For a long time, the telecom industry in India had been a typical example of the banes of plenty. Buried under the burden of regulatory compliance and fierce competition, companies in the telecom sector have been struggling to keep their heads above the water.

But things are looking up. Piggybacking on more than 868 million mobile subscriber base, and reforms introduced by TRAI and DOT, the telecom sector has got a new lease of life. As a result, since the beginning of 2013, some Indian telcos have raised tariffs by at least 30 percent either by increasing headline tariffs or reducing free minutes that will have a positive impact on the industry. "After lying low for the last two years, mobile companies will definitely start investing in 2013 to gain more subscribers and bank on the new surge of data-related services on mobiles," says Praveen Dwarkanath, director, MN World Enterprise.

That's something Gaurav Jain, associate director at IDC's India Consumer Mobility and Telecom Group, agrees with. "Regulatory authorities like TRAI and DoT have been ushering in several reforms. As security laws tighten, mobile services providers will also be forced to invest significantly in compliance-related IT infrastructure, to be able to monitor what flows in and out of their networks," he says.

This flood of data pushes the demand for technologies like business analytics, big data, and documentation automation. "One of the customers I am currently working is curious about how he can leverage customer data to gain better business insights. Organizations are re-engineering and leveraging data to increase sales," says Dwarkanath.

But investing in these technologies calls for cold hard cash. Sure, the economy is down, but telecom's coffers have reasons to rejoice. Last month, the government increased the FDI cap in telecom from 74 to 100 percent. "Steps like these will bring in some fresh investment to help telecom companies ramp up their operations and build the infrastructure to support the sector's growth," says Jain.
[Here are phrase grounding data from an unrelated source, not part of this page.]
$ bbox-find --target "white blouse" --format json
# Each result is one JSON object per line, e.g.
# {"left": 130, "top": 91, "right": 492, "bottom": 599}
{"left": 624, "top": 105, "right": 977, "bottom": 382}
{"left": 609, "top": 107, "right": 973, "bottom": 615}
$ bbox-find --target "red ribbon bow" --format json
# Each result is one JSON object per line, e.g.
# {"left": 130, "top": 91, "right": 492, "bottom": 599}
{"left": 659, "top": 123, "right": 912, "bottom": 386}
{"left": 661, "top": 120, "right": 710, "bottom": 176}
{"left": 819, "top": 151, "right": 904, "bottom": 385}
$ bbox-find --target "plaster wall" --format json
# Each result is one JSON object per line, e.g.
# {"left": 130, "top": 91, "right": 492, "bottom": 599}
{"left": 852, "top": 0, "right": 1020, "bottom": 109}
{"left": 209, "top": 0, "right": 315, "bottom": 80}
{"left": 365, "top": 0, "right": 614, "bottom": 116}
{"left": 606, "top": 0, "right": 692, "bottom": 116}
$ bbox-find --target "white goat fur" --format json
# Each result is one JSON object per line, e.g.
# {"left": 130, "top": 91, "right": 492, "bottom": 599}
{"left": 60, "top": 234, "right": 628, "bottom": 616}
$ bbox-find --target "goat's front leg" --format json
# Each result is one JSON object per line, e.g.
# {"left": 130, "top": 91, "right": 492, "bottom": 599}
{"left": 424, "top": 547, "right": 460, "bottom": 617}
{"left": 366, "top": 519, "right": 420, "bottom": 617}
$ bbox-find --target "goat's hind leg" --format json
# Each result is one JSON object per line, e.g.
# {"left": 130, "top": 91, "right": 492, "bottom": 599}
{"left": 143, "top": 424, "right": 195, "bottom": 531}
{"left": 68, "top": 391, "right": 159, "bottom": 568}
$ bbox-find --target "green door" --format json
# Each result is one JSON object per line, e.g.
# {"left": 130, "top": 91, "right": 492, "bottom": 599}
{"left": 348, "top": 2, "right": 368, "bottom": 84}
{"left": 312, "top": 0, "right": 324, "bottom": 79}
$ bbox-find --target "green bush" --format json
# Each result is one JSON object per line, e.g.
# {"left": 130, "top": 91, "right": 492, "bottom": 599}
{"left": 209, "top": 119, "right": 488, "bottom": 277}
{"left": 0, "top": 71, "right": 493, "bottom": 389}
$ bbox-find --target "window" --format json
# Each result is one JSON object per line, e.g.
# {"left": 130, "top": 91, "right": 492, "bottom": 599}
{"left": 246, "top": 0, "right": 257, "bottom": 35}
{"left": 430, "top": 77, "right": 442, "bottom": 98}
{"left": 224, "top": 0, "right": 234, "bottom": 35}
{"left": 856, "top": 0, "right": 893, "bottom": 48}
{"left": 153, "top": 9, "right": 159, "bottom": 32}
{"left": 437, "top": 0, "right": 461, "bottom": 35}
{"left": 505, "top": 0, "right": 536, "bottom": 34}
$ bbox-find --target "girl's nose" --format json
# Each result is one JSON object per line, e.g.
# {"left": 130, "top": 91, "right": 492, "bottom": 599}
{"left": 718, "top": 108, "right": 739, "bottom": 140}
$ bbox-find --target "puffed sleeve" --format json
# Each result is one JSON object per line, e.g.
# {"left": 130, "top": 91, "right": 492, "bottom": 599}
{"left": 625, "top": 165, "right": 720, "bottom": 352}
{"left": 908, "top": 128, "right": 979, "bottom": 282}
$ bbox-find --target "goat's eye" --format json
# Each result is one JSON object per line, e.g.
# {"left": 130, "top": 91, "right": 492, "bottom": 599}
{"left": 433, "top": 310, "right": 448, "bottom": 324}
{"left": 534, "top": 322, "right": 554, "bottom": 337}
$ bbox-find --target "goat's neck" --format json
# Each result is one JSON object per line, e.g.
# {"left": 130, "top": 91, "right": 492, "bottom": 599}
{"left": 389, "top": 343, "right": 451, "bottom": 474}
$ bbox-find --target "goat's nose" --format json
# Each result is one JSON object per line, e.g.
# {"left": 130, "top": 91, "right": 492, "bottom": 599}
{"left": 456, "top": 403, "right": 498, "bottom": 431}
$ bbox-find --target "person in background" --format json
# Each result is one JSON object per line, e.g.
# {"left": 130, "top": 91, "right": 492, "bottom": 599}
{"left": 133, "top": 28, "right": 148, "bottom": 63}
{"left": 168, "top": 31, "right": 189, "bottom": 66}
That, coupled with a surge of demand for data-related services, believe Jain and Dwarkanath will drive telecom operators to invest in IT. To further fuel this growth, the telecom department is trying to lower entry barriers for Internet service providers--to shore up broadband penetration levels--even as the government readies to roll out a Rs 21,000 crore national fibre optic network to take high-speed Internet to India's hinterlands.

"With new 3G auctions in the offing, and the explosive growth of data moving in and out of networks, mobile operators will have to significantly invest in storage, compute, and network capabilities to cater to the demand," says Dwarkanath.

That means more business for channel partners who are focusing on these technologies.